“I swear. I wonder why I don’t fire the lot of them,” she complains. “No one listens to me.”
“You act like you’re not used to that,” Emery says, and her mother sets her with that “mom” look that sends a chill down my spine.
Emery isn’t in the least bit affected by it.
“Ugh,” Mrs. Brooks groans, but then she looks at me. “Thank you for taking her to dinner and for letting her hang here.”
“No problem,” I say, waving her off. “She’s a joy and delight to be around.”
When all three Brooks ladies start laughing, I can’t help but grin. “Wow-wee,” Mrs. Brooks singsongs. “Someone is hooked on you.”
She taps her hip to Stella’s, and my girl grins. “He’s a good one.”
“He is,” she says, patting my shoulder. “Okay, we’ll get out of your hair. Emery, come on.”
“Momma, carry me,” she cries out, and Mrs. Brooks scoffs.
“No. I tell you all the time, you have to stop when you’re full.”
Emery groans loudly as she gets up before she falls into me, hugging me tightly. I hug her back, and she looks up at me with those wide gray eyes that sparkle with the promise of fun and murder. “Carry me?”
“Emery! Go!” Stella yells, but Emery just grins at me.
“Thanks for dinner.”
“Anytime, kiddo.”
We all say bye, and once the door is shut, Stella leans into me. I wrap my arms around her, kissing her nose as she rubs it against my lips and jaw. “Thank you for being patient with her.”
“It’s really nothing. I like her, almost as much as I like you.”
She grins against my lips. “Almost?”
“Almost,” I tease, kissing her top lip.
She kisses me back and then whispers, “I got you something. Or somethings.”
“Really? When?”
“This morning,” she says, kissing my chin. “Come on.”
She laces her fingers with mine, and she presses her lips to mine softly. I bring her in closer, squeezing our entangled hands behind us as I hold her. I love the taste of her mouth, I love the thickness of her lips, but most of all, I love that little intake of breath she makes right before our lips crash together. I honestly adore everything about her. Her, her family, everything.
I almost push her into the wall to have my way with her, but she pulls away, leading me with her as she walks backward. “Come on,” she repeats, and I follow like a little dog on a leash. I almost don’t even notice where she’s pulling me, I’m so enraptured by her. She’s all I see. That is, until I see my mom’s face. It’s almost like being hit in the chest by nine hundred pucks, one after another, as I take in all the photos I have of my mom. Each photo in a beautiful wooden frame. I’m suddenly choked up, unable to form any words as I look at the only pictures I could get of my mom from my dad. Emotion rattles me, something the size of a frozen puck clogging my throat.
Stella must have noticed my struggle with words, and she fills the void with her voice. “They’re such gorgeous pictures, and I felt they needed to be in frames. If you’ll let me, I’d love to put them around the house.”
I reach out, picking up the one of my mom in the hospital bed, the day before she passed. I’ll hate that date. The day I lost the first woman I ever loved. I have trouble with God. How could he take my mom and then put me through the shit I went through? That didn’t keep me from praying to Him for help. From asking for peace to help me get through the pain and, ultimately, to heal. I know my mom is sitting beside him, watching me, and I can’t help but feel that she sent Stella into my life.

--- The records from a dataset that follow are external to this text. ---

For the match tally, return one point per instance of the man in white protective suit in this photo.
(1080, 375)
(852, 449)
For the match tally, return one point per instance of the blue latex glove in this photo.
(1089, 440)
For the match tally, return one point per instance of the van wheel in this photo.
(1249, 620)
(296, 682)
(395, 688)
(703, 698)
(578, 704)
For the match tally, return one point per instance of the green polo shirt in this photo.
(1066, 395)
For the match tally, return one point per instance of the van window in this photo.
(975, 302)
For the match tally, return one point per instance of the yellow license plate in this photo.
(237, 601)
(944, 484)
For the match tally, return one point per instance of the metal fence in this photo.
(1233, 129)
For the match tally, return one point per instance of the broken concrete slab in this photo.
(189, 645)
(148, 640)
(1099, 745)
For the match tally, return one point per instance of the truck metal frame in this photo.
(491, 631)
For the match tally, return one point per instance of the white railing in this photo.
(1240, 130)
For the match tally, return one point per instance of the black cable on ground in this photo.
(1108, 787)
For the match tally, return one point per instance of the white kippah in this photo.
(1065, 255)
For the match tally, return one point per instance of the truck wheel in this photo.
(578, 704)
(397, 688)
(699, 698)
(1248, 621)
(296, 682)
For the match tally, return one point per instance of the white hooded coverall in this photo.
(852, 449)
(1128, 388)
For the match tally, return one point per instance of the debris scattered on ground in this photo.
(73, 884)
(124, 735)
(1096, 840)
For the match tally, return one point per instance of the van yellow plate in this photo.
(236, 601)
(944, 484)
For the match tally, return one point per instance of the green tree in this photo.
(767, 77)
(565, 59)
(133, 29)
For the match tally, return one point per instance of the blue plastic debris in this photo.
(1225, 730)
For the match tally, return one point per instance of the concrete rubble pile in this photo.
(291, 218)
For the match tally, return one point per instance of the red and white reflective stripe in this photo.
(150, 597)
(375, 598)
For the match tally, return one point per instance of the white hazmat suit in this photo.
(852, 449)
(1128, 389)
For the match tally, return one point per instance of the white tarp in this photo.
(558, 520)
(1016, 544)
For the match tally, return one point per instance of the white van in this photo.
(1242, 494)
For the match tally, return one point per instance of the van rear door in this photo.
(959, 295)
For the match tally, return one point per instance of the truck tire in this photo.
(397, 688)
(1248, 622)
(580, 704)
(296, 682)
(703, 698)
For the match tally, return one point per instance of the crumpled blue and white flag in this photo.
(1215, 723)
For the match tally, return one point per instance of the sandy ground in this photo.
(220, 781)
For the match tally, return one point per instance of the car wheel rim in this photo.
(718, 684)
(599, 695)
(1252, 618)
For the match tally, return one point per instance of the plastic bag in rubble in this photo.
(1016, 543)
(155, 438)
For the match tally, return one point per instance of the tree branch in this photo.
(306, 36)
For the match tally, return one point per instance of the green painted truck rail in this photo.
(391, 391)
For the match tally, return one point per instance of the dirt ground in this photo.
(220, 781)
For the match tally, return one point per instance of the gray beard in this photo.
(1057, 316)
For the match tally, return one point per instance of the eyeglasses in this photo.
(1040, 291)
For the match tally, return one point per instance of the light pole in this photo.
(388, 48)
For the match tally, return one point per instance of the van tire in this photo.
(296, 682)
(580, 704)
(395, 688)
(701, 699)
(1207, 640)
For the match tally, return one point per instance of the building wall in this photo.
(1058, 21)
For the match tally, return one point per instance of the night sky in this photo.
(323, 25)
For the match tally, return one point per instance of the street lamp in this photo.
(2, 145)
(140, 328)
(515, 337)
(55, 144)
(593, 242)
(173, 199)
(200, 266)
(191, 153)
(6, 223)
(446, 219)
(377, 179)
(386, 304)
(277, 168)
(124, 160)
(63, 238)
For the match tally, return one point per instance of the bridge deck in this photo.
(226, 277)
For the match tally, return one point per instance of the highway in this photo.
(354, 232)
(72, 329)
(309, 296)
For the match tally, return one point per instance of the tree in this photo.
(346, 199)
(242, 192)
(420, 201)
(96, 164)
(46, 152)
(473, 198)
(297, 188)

When I don’t answer her, she reaches for a few of the frames, and I watch as she walks to the entryway table, setting them there. She comes back and grabs more, putting them around my TV. When she comes back again, I notice there is one more frame with a picture of us together on our first date. “I know it’s a little crazy that I got it printed, but it’s such a great photo.”
“It is,” I agree.
“I was going to put this one and that one on your nightstand.” She reaches for the frame in my hand, and I let go of it for her. “Is that okay?”
“That’s perfect.”
She grins at me before heading toward my room, so I reach for her bag and follow her in there. I place her bag on the bench at the end of my bed as she sets up the pictures, moving my charging dock and then throwing my water bottle off to the side. Pretty sure from now on, when I see a water bottle, I’ll think of Emery. When Stella looks over her shoulder at me, she shrugs. “What do you think?”